Closed solomatnikov closed 3 years ago
I'm currently using tail-undisturbed as part of a matrix repacking and zero-padding routine. In particular, I'm using tail-undisturbed loads into zero-initialized registers to simulate tail-zeroing.
I'm not arguing that my niche application justifies the tradeoffs you discuss, just mentioning that there is an application.
@nick-knight this can be done with just a couple of instructions and mask undisturbed:
vsetvli t1, x0, vtypei
vmv.v.i v1, 0
vid.v v0
vmslt.vx v0, v0, t2 # t2 is the number of non-zero elements
# use v0 as a mask
Sure. At the cost of keeping around an extra mask register. My code doesn't need masking otherwise, so this increases register pressure in the inner loop. And I suspect on some implementations, masked forms may be less performant than unmasked forms (I don't have data to support this). I'm just saying, it's a tradeoff.
LLVM uses tail undisturbed to implement insertion of a small vector into a larger vector. Using the offset and the VL you can control where the insertion starts and ends.

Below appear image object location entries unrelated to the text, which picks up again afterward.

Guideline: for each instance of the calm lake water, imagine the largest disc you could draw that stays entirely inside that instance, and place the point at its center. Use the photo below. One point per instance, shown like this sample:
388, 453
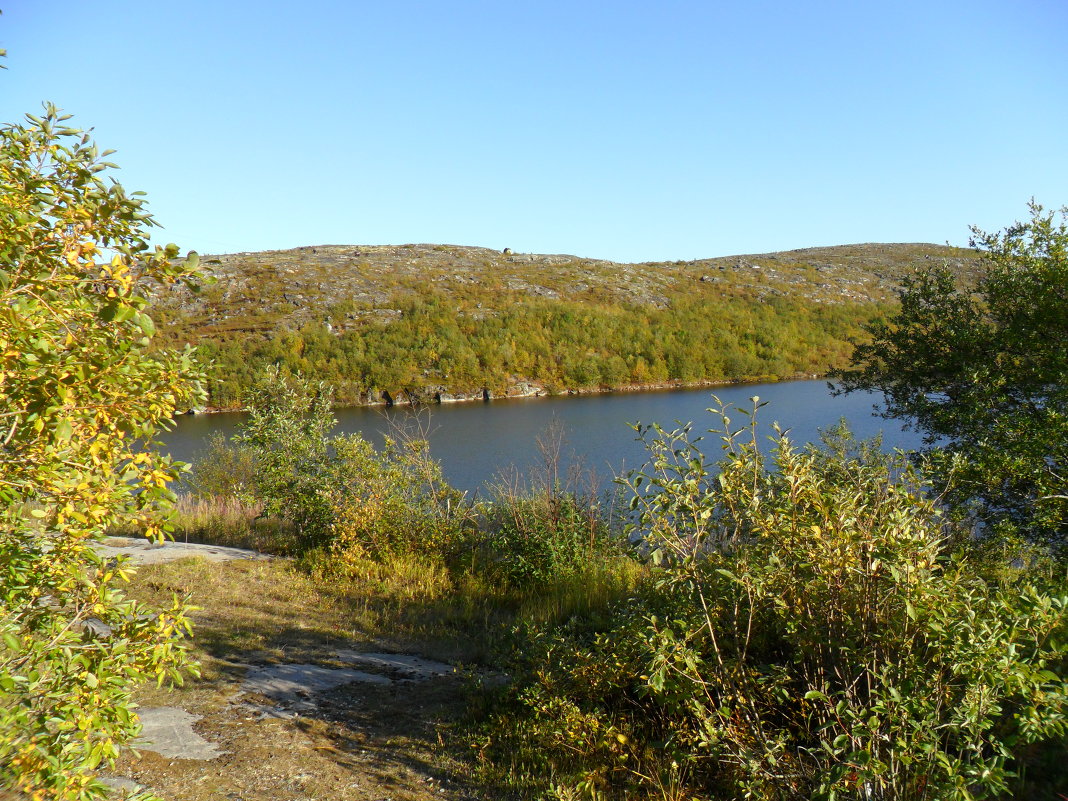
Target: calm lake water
480, 442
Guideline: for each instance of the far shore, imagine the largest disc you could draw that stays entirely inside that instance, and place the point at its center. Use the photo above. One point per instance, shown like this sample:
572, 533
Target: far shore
485, 395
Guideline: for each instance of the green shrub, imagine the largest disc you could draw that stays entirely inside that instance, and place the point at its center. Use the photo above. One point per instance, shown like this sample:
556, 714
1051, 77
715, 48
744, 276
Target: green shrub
339, 492
537, 537
806, 632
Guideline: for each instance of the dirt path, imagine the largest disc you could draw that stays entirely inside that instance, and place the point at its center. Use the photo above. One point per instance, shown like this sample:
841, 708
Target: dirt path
287, 707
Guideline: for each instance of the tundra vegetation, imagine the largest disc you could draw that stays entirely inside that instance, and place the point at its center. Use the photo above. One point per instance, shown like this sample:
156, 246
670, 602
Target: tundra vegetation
445, 318
823, 622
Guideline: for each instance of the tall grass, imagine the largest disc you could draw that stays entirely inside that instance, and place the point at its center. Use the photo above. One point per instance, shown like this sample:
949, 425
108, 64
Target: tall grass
230, 521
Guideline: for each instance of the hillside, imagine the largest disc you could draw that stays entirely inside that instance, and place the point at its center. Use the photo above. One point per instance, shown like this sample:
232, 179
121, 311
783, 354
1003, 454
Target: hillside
446, 322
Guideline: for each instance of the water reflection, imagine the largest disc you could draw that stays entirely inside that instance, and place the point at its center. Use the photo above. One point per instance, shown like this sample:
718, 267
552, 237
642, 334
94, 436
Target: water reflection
476, 442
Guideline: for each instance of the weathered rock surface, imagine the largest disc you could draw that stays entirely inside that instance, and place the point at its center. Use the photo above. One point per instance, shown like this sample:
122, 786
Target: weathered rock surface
168, 731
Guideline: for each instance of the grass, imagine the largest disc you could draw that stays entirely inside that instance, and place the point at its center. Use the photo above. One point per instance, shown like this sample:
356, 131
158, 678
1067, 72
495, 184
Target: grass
409, 741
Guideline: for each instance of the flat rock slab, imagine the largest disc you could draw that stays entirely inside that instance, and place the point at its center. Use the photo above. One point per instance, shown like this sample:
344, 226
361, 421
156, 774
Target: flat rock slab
295, 682
168, 731
146, 552
409, 666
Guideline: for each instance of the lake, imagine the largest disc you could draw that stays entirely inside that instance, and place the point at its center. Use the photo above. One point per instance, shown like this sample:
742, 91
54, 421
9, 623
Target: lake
480, 442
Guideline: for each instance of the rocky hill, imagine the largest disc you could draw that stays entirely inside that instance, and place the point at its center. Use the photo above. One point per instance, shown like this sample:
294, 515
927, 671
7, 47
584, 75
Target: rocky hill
345, 285
382, 320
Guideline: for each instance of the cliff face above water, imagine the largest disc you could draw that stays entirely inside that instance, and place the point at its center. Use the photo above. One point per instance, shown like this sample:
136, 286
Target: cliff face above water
455, 319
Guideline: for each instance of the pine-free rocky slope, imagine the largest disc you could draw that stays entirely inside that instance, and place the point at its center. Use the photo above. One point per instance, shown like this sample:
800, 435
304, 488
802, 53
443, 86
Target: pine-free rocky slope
442, 322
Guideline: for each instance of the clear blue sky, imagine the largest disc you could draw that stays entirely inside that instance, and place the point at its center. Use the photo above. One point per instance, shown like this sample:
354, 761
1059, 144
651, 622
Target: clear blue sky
624, 130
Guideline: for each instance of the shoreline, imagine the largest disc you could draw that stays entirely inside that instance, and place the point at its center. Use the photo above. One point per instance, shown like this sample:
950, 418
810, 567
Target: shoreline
405, 397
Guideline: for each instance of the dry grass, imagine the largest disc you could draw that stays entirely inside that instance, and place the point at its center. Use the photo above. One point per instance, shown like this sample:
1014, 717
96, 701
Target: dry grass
362, 741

LLVM uses tail undisturbed to implement insertion of a small vector into a larger vector. Using the offset and the VL you can control where the insertion starts and ends.
Hmm, this looks like a hack.
vslide
with mask should do it.
IIRC @aswaterman told us vslide
is slow? or maybe this it's very implementation dependent?
All the performance characteristics are implementation dependent. However, if tail undisturbed is one of the two fill options for virtually all instructions it is highly likely to be optimized. Whereas slide is just one of many instructions an thus has less impetuous to optimize/commit many transistors
On Thu, Apr 15, 2021, 22:59 Kito Cheng, @.***> wrote:
IIRC @aswaterman https://github.com/aswaterman told us vslide is slow? or maybe this its' very implementation dependent.
— You are receiving this because you are subscribed to this thread. Reply to this email directly, view it on GitHub https://github.com/riscv/riscv-v-spec/issues/664#issuecomment-820872476, or unsubscribe https://github.com/notifications/unsubscribe-auth/AFAWIKNRSSHVIEKSBAPTEDLTI6R2FANCNFSM426SUE7Q .
IIRC @aswaterman told us
vslide
is slow? or maybe this it's very implementation dependent?
Hacky use of tail undisturbed is likely to have even more performance problems in high perf OOO implementation.
The following heuristic should apply to any high-quality implementation: VSLIDE will be no slower than using VSE followed by dependent VLE.
On some implementations, VSLIDE will perform similar to simple ALU ops like VADD. On other implementations, it will be noticeably slower than VADD, depending on the slide distance. (I'd expect < 2x overhead in practice.)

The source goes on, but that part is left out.